The Pentagon says medical readiness was a casualty after downsizing healthcare

Todd Rasmussen’s First Year in the Air Force: Trauma Surgery at the Mayo Clinic, Northern Virginia, Three Years Before 9/11

The Air Force put Todd Rasmussen through medical school, and he planned to serve a while and then go into private practice at the renowned Mayo Clinic in Minnesota. He started his military career as a vascular surgeon in Northern Virginia, a few weeks before Sept. 11, 2001.

“You could sort of see smoke from the Pentagon. I thought, boy, my military career as a surgeon … He recalls that it will be vastly different than he thought.

The casualty numbers soared to the highest rates since Vietnam, as Rasmussen switched to trauma surgery. At first, the way patients arrived within days from the war zone thousands of miles away amazed him. That wore off though, when he realized patients weren’t getting care soon enough. By the time they reached the U.S., their wounds were contaminated and sometimes too late to treat without amputation.

When did you lose a soldier? How did you recover? And what did you do in the Army? A veteran medical officer’s perspective

He says it’s hard to admit that we let someone down and that someone was a service member. “And so, you know, it’s hard to admit we could have done better. Maybe the only worse thing is not admitting it.

Now Rasmussen and other veteran medical officers warn that U.S. military health care again needs a course correction. After a decade of downsizing, Defense Department officials also admit they need to rebuild the medical force and the general health of active duty troops. But restoring medical readiness to where it was during the last war, much less where is needs to be for the next one, is a by all accounts a herculean task.

“I remember one U.S. service member who came to us … by helicopter from the front lines in Fallujah. He was operating on by a group of surgeons near the front line. I think the assumption was that we would need to amputate this limb because of the extent of the soft tissue injury in the thigh,” he says.

In past wars, a wound like that would have denied the lower leg blood flow for too long, leaving no option but amputation. The front line doctors used a temporary shunt that was 888-282-0465 888-282-0465 888-282-0465 on closer inspection. Essentially, they stuck a plastic straw into the thigh to keep blood flowing around the wound, saving the leg.

Why is there a military medical academy? Why did American troops and Congress join the Army to protect themselves during World War II, after downsizing healthcare for years?

There were attempts to hire people who would be outsourcing the work. beneficiary care from the military treatment facilities to civilian institutions, which emptied out and hollowed out storied military medical centers like Walter Reed,” he says.

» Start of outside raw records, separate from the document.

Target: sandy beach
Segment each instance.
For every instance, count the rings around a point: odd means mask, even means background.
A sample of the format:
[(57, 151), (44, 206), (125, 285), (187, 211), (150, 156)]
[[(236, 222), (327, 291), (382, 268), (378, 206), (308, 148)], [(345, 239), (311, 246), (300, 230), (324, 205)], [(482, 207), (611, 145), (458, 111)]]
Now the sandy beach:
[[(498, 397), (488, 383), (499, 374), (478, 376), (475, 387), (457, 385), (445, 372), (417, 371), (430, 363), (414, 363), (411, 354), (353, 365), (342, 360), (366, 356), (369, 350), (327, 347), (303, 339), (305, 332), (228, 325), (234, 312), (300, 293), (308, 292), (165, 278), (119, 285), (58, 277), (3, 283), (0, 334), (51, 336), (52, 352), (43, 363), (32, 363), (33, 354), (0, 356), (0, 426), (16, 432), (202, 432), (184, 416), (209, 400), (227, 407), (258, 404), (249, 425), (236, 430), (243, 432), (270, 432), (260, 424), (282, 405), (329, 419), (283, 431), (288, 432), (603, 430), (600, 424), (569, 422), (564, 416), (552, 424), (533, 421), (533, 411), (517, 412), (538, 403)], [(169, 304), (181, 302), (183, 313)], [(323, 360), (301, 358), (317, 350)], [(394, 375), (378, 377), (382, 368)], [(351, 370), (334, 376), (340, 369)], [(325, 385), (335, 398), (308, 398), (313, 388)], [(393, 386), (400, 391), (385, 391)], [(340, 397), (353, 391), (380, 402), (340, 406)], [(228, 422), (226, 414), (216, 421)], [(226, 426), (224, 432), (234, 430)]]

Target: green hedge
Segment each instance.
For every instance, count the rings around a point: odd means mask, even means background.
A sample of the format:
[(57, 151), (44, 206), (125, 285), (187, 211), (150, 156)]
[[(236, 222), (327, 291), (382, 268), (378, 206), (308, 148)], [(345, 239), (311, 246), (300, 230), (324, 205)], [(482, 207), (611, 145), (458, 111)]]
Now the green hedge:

Pentagon officials even floated an idea to close the Uniform Services University, the military’s medical school, which trains-up military doctors and preserves medical advances, like those made during the wars in Iraq and Afghanistan. Why is there a military medical academy? Rasmussen jokes.

“They achieved the highest rate of survival from battlefield wounds in the history of warfare. They were able to save people that would have died in any prior conflict,” says Dr. Art Kellerman, who served as dean of the Uniform Services University of the Health Sciences during the threats to shut it down.

Kellerman frames it as a national security priority. He says as much as a helmet or flak jacket, the success of U.S. military medicine gave troops confidence to rush into a firefight, knowing they would probably survive. U.S. allies joined the fight knowing a U.S. medevac would fly to the rescue within 30 minutes if they got blown up. What’s more, Kellerman says, those in the fight believed they’d not just survive, but live well.

“They dramatically improved their ability to rehabilitate wounded warriors after being injured. Many of them were allowed to return to work after being away from their families while others were able to return to their home and continue working for the rest of their careers. He says many of them are members of Congress.

Source: After downsizing healthcare for years, Pentagon says medical readiness was a casualty

The golden hour was never going to happen, but the human system is going to be important: a comment by Sean Murphy, who retired from the Air Force in 2021

Military strategists caution that generals often try to refight their last war, but America’s next war may be different. In Iraq and Afghanistan, the golden hour was possible because the U.S. had air superiority; the enemy had no planes or helicopters.

We aren’t going to have air superiority soon. According to Dr. Sean Murphy, who retired from the Air Force in 2021, if we think we are, we should plan for not having it.

“What we’ve realized when we start looking at a theater like the Pacific, and the distances and a peer-to-peer fight, there is no way we’re going to get to the golden hour. So if we’re not going to be able to get a surgeon or somebody to the golden hour, then what we have to do is … to make everybody a medic,” he says.

The human system is the most important fighting system. It’s not a plane or a ship or a tank,” says Rasmussen. He says he saw that again and again when he served.